Week in Review
All good things come to an end, and it is especially true of Wall Street. After a five week winning streak, U.S. equities took a breather and edged lower, although not by much. The holiday-shortened trading week saw the Dow Industrials lose 87 points or .5%, while the S&P 500 lost closer to 0.7%. While the NASDAQ was also lower by 0.5%, the smaller-cap Russell 2000 was in the red by 2% for the week. Most sectors were in negative territory when all was said and done, especially shares of energy producers and oil service firms, which declined 2.5% on average. Basic material and financial stocks didn’t fare much better. There was some strength in healthcare, however, gaining .75%, as well as telecom and utilities, both in the green by 0.5%. The terrorist attacks in Brussels, as we have seen in the past, did not materially shake markets both here and abroad.
In economic news, the Commerce Department reported that durable-goods orders in February fell 2.8% from January’s level and January’s decline was revised downward by 0.5%. GDP, the broadest measure of goods and services produced across the economy, was revised upward from 1% to a seasonally adjusted 1.4% annual rate in the final quarter of 2015. These up-and-down reports, along with the possibility of a slowdown in employment for March, is keeping Fed watchers on edge.
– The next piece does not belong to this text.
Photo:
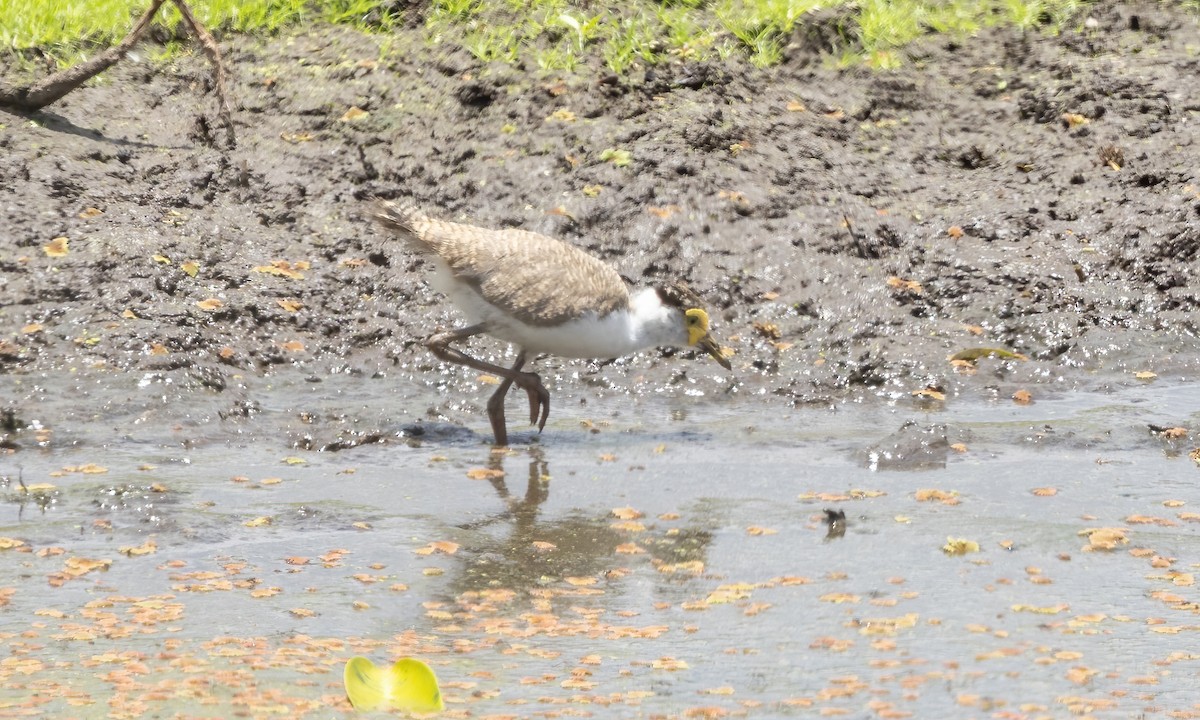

There appears to be a great deal of dissension among FOMC members as to the direction of short-term interest rates with a possible hike now seen for April.
First quarter earnings season kicks off in a few weeks and the consensus is for a 7% – 8% drop in quarterly results for the companies in the S&P 500. For markets to continue higher, there needs to be a stronger showing than that as well as improved sales and earnings guidance for the remainder of the year. And for a turnaround in profits, the U.S. economy needs to pick up steam along with an uptick in China and other global economies. While there may be some moderate moves to the upside ahead for stocks, especially if the business outlook stays positive and the Fed remains supportive, the recent tragic events in Brussels point out that the global situation is dangerous and may yet prove unsettling for the markets.
Here is the answer to last week’s trivia question: The American Stock Exchange, founded in 1908, is? Defunct; owned by Intercontinental Exchange, Inc.; still independent and operating as The American Stock Exchange; or part of the NASDAQ. Answer: Owned by Intercontinental Exchange, Inc. The venerable American Stock Exchange was acquired by the New York Stock Exchange (NYSE Euronext) in 2006, which was subsequently purchased by the Intercontinental Exchange in 2013 and re-branded as NYSE Market. The iconic Amex Building at 86 Trinity Place in Manhattan was closed in December, 2008 and the trading floor of listed equities moved to the New York Stock Exchange building.
Today’s Trivia Question: The longest-sitting director for an S&P 500 listed company is? Warrant Buffet (Berkshire Hathaway); Sumner Redstone (CBS and Viacom); Charles Munger (Berkshire Hathaway); Leonard Alan Lauder (Estee Lauder Cos.).